This past week, during a particularly stressful day, I did what I always do when I want to complain to someone I know will listen: I called my dad. I’m lucky that our relationship is such that I can vent about work or daily living in New York City, and he’ll listen attentively and offer fatherly pearls of wisdom or tales of his time in his 20s and how he figured it all out, without (too much) judgement.
This time, after the usual 10 minutes of me explaining I had no idea what was going on in my life, he didn’t tell me to buck up and get back to it. Instead, he asked me how I’m investing in myself out of work. What was I doing in my off time that was just for me, that would let me focus on things I enjoy and hone skills I don’t have yet?

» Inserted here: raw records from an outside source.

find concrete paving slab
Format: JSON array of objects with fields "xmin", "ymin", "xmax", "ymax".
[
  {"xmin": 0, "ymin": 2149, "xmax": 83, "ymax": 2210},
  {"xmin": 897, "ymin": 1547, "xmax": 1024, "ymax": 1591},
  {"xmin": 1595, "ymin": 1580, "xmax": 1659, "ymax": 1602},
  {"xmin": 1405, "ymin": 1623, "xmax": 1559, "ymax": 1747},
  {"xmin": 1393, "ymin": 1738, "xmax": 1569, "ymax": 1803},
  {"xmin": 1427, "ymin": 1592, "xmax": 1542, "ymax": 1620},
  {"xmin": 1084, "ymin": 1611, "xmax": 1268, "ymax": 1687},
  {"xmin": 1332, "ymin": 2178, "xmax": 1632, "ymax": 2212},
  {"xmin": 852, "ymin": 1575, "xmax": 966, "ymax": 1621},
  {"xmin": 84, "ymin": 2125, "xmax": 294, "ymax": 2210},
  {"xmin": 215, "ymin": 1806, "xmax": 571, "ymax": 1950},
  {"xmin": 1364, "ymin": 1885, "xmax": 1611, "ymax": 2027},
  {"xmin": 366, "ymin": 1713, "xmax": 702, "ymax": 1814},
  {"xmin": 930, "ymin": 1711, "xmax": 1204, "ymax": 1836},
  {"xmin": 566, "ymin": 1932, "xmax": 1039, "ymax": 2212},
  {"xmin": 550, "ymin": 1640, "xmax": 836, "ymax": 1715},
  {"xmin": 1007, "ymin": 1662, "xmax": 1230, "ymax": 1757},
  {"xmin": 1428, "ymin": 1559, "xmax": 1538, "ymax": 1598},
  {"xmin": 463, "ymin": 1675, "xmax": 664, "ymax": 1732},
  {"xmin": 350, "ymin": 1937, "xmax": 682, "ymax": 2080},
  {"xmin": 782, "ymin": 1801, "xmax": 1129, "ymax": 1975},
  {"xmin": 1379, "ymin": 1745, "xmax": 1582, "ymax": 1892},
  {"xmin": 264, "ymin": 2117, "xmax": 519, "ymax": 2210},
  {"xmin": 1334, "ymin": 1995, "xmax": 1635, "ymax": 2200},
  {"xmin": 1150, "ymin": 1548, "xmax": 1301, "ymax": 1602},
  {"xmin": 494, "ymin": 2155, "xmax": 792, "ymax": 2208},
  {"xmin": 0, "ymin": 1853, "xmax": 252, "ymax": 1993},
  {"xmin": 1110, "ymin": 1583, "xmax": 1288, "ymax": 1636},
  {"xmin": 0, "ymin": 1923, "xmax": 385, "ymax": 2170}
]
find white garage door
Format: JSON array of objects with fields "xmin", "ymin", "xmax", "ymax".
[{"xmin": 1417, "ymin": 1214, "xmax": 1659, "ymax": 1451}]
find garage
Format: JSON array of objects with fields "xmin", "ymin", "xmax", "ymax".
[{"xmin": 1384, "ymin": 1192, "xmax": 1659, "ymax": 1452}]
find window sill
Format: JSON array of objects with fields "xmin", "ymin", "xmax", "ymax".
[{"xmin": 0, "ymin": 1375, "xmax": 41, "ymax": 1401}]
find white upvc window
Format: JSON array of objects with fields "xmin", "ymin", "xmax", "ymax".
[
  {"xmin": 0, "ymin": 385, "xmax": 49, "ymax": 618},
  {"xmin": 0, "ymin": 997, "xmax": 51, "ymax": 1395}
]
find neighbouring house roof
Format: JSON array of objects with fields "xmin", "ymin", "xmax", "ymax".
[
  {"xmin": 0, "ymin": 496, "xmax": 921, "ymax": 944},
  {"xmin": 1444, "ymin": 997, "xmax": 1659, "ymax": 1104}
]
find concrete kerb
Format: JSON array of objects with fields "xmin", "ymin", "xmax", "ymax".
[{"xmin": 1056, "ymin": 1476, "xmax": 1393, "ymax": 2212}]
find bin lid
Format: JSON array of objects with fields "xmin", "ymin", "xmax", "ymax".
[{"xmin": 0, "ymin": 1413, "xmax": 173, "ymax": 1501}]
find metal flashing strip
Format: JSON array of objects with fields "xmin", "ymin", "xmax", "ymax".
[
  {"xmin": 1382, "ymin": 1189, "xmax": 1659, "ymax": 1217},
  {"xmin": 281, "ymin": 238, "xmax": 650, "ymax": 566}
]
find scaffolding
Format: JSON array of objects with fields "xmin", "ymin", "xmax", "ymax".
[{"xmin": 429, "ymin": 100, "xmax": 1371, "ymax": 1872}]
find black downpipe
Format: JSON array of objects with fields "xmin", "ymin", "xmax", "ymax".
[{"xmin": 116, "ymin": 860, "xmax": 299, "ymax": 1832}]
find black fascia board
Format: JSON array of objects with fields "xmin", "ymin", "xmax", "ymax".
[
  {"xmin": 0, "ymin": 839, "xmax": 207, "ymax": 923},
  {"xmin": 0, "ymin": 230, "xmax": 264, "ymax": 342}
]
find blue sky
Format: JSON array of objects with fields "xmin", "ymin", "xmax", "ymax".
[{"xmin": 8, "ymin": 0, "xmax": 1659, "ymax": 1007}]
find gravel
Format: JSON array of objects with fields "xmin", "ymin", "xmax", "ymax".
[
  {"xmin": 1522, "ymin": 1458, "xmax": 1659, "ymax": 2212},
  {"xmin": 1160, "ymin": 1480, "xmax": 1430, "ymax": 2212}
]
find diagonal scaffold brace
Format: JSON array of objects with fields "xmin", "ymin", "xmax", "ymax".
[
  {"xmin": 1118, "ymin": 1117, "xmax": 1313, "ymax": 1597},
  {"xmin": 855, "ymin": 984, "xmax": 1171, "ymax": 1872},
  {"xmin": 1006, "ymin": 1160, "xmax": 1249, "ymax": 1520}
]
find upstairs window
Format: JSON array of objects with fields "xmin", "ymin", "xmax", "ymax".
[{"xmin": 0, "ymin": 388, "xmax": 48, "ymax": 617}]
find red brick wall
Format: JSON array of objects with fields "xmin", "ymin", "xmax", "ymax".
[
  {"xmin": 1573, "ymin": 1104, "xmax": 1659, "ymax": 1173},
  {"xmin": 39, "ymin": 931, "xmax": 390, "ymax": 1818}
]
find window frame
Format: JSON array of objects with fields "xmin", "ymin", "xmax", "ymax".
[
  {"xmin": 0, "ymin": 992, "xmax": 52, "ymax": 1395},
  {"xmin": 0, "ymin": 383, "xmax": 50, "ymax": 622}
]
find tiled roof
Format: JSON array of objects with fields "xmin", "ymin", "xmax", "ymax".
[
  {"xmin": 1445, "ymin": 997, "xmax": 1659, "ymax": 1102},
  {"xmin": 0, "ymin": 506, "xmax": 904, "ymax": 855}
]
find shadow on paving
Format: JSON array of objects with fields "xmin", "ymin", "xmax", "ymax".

It’s a good question. Earlier in the year, I participated in a writing workshop with a bunch of other women from varied disciplines, hosted by a writer I’d long admired. It cost a few hundred dollars, which made me nervous at first, but once the day was over, I knew it had been well worth the cost.
Just as important as setting New Year's resolutions is figuring out how we reach them, and not getting so bogged down in work that we forget to take care of ourselves. On the podcast Call Your Girlfriend, hosted by the journalist Ann Friedman and Aminatou Sow, co-founder of Tech Lady Mafia, human rights technologist Sabrina Hersi Issa advises scheduling a Personal Inventory Day each month as a way to regularly take stock of where your time is going.
I haven’t done anything like that in a while, mainly because I tell myself the money could be better spent elsewhere. But my dad reminded me that now is the best time to invest in myself, in the things I simply like.
I’m young, single, and renting in New York City, meaning I have as few “real” responsibilities (besides a job and bills) as I’ll ever have and access to workshops and classes in pretty much any field at a semi-reasonable cost. Why not earmark $1000 or so a year to learn about a few more things that interest me?
Of course, investing in yourself isn’t reserved for the 20-somethings living in urban areas. Everyone can benefit from prioritising themselves and learning something new once or twice a year if they have the means to do so.
For me, that means looking for another writing workshop and a beginner’s design course (and reconnecting with the impressive women I met at the beginning of the year). For you that could mean taking a coding class, learning how to play the piano, or hiring a trainer.
If you aren’t feeling inspired, maybe you just need to call up the person who will give you a little push in that direction — dad, sister, best friend, whoever.
So, you have five months left in 2018. How will you invest in yourself?